Written by Nick Lowe (1978)
Performed by Nick Lowe
“She was a winner that became a doggie’s dinner ...” went the opening line of the chorus of Nick Lowe’s song “Marie Provost.” Lowe was inspired to write the song after reading Kenneth Anger’s Hollywood Babylon. The book, first published in the U.S. in 1965, detailed many sordid scandals of famous actors and actresses. One such story concerned the silent film star Marie Prevost (Lowe changed the spelling of her last name for his song) and how, when she was found dead, her hungry Dachshund had left her “a half-eaten corpse.” Like much in Anger’s book, it wasn’t true. But it made for a good story, and a good song too. Here’s Nick.
For every Joan Crawford or Clark Gable, there are at least fifty lesser stars whose big screen shine has faded over the years until they’ve been all but forgotten. Marie Prevost is one of the unlucky ones.
The Canadian actress, born Mary Bickford Dunn in 1898, moved to Los Angeles when she was a teenager. While working as a secretary, she was discovered by famed silent comedy director Mack Sennett, who added her to his stable of ingénues, dubbed “Sennett’s Bathing Beauties.” Impressed by Dunn’s bedroom-eyed, beestung-lipped appeal, Sennett rechristened her Marie Prevost, “the exotic French girl.”
After a few small roles in Sennett pictures, Prevost signed a deal with Universal Studios in 1922. There, she was regularly cast as the flapper—the sassy, jazz age babe. Prevost even appeared on the cover of the first issue of a long-gone publication called Flapper magazine, where she was described as “a fascinating little minx.” As the decade went on, Prevost began to work with big directors like Frank Capra and Ernst Lubitsch, proving herself as a versatile actress with sharp comic timing and understated charm.
Then just as she was poised to make the leap to leading lady, the bottom dropped out.
In the space of a few months in 1926, her mother was killed in a car accident, and her marriage fell apart. Prevost started to hit the bottle. She continued to work, but the drinking soon took its toll. She gained weight. She forgot her lines. And she started to lose her siren looks. In 1928, she had a brief affair with millionaire director Howard Hughes, but Hughes broke it off, sending Prevost into deeper depression. Her career hit the skids.

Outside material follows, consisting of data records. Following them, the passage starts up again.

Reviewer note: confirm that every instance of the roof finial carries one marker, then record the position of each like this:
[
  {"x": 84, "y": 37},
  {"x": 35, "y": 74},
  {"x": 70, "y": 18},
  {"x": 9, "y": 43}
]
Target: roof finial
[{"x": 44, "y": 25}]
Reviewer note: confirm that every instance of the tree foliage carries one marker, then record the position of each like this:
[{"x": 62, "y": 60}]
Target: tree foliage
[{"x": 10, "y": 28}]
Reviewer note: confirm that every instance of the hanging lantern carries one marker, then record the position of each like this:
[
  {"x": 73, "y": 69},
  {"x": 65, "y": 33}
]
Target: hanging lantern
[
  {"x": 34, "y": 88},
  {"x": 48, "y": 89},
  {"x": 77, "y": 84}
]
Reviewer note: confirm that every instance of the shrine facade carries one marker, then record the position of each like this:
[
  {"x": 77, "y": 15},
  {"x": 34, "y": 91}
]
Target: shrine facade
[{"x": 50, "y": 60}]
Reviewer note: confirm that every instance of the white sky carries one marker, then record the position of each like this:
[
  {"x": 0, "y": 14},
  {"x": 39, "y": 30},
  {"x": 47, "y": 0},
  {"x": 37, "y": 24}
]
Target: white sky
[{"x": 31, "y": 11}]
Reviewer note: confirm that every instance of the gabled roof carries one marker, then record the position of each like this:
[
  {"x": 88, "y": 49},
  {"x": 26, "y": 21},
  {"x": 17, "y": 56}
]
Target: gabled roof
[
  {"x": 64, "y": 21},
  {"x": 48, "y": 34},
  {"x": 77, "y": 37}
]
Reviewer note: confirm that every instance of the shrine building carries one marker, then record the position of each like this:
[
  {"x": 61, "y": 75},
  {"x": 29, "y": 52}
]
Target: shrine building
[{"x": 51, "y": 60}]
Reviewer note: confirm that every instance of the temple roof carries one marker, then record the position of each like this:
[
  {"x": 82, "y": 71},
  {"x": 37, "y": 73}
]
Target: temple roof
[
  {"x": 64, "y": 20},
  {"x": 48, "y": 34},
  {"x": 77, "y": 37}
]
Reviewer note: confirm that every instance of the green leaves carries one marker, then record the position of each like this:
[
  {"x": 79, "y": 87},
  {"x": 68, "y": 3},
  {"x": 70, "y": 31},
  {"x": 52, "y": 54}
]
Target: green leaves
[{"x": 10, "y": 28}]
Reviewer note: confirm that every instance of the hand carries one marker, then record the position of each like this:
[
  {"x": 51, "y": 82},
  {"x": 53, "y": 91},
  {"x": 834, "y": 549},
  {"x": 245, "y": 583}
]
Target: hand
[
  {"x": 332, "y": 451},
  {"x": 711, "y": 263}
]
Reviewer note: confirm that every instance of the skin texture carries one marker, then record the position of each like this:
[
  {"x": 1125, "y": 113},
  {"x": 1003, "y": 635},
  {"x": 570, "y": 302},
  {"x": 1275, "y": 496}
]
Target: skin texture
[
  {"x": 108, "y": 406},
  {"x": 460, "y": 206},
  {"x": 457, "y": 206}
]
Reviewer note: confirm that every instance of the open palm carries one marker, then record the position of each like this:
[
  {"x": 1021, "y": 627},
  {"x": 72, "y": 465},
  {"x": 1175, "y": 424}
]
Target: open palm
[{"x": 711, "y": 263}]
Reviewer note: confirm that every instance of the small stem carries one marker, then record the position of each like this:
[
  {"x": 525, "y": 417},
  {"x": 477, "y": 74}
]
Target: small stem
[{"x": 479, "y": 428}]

By the mid-1930s, she was valiantly trying to recapture her momentum. In a New York Times article from 1936, titled “Sometimes They Do Come Back,” she was described as a “former star who had been successful with a reducing course.” But the comeback wasn’t to be.
On January 23, 1937, police were called to a Los Angeles apartment building after neighbors complained about the incessant barking of a dog in Prevost’s apartment. They found the actress lying face down on her bed. She had been dead for three days. The cause of death was acute alcoholism and malnutrition. Prevost’s legs were indeed bloody from where her dog had been nipping at her, presumably trying to wake her up.
Prevost’s funeral was paid for by her friend and fellow actress Joan Crawford. The fact that Prevost had only $300 to her name was one of the examples that eventually led to the community of actors establishing the Motion Picture & Television Country House and Hospital in the 1940s.
Today, Prevost has a star on the Hollywood Walk of Fame.